An Approximation Algorithm for the Two-Node-Connected Star Problem with Steiner Nodes

The goal in topological network design is to build a minimum-cost topology meeting specific real-life constraints. There is a cost-robustness trade-off under single and multiple failures.

Previous works in the field suggest that a backbone composed by a two-node-connected toplogy provides savings with respect to elementary cycles. Consequently, we introduce the Two-Node Connected Star Problem with Steiner Nodes (2NCSP-SN). The goal is to design a minimum-cost topology, where the backbone is two-node connected, the access network is connected in a star topology or by direct links to the backbone, and optional nodes (called Steiner nodes) could be included in the solution. The 2NCSP-SN belongs to the class of NP-Hard problems. This promotes the development of heuristics and approximation algorithms.

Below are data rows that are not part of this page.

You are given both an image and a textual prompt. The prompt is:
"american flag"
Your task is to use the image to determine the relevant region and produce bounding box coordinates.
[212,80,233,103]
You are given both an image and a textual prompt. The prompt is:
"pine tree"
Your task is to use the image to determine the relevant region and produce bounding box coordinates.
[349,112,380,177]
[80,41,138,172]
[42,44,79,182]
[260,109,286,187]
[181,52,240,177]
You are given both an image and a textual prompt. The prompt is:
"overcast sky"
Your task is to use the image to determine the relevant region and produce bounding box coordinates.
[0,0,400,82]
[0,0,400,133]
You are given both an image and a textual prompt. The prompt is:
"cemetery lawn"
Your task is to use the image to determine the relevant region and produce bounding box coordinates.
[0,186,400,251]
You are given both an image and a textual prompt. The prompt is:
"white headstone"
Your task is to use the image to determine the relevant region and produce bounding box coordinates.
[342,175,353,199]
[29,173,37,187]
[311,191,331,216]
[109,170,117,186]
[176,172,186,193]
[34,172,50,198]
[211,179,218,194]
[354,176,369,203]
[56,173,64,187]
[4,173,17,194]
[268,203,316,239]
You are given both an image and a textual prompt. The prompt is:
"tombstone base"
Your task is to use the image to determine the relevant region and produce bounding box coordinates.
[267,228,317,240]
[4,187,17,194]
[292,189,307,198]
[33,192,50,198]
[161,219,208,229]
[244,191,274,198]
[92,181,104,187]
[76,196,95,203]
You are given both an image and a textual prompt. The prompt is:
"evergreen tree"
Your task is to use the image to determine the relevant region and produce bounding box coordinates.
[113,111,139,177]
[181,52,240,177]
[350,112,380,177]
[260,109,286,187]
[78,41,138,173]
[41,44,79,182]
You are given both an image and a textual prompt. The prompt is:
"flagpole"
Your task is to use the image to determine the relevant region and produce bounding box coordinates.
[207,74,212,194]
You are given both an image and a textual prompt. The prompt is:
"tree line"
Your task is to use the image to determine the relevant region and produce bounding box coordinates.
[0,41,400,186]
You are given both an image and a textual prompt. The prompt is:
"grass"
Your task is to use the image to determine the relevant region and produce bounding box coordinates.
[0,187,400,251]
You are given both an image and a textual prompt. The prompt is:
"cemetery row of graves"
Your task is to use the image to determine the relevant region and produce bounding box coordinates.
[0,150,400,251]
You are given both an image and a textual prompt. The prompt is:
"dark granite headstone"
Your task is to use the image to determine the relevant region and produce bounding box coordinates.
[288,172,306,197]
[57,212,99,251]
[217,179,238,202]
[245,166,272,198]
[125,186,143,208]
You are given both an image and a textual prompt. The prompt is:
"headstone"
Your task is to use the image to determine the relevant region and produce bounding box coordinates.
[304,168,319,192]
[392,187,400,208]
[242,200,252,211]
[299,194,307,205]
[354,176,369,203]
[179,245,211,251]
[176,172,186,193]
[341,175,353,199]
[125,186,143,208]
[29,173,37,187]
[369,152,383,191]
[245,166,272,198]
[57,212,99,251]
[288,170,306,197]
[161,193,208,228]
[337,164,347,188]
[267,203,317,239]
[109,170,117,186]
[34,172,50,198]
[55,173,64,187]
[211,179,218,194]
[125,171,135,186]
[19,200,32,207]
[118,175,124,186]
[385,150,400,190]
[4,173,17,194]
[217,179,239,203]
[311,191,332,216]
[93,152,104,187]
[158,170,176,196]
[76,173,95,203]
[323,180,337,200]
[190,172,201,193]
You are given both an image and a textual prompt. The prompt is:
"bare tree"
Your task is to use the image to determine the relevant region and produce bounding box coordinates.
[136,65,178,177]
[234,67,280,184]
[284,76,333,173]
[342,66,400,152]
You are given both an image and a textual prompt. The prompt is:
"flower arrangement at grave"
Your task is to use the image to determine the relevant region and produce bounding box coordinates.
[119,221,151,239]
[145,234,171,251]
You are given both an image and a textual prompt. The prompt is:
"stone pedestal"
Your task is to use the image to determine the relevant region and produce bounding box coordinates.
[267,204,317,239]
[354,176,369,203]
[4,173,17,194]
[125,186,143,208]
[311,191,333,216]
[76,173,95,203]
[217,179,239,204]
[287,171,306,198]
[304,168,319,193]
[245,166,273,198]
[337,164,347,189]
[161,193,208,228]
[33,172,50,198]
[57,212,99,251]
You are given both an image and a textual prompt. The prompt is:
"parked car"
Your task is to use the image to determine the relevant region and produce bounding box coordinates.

An approximation algorithm of factor 4α for the 2NCSP-SN is introduced, being $\alpha \ge 1/2$ the cost-ratio between backbone and access links. This is a generalization of the well-known factor 2 for the design of minimum-cost two-connected spanning networks (if we fix $\alpha =1/2$). Finally, an exact Integer Linear Programming (ILP) formulation is proposed in order to highlight the effectiveness of the approximation algorithm. The results confirm a small gap between the globally optimum solution and the topology offered by our approximation algorithm when the ratio α is close to 1/2.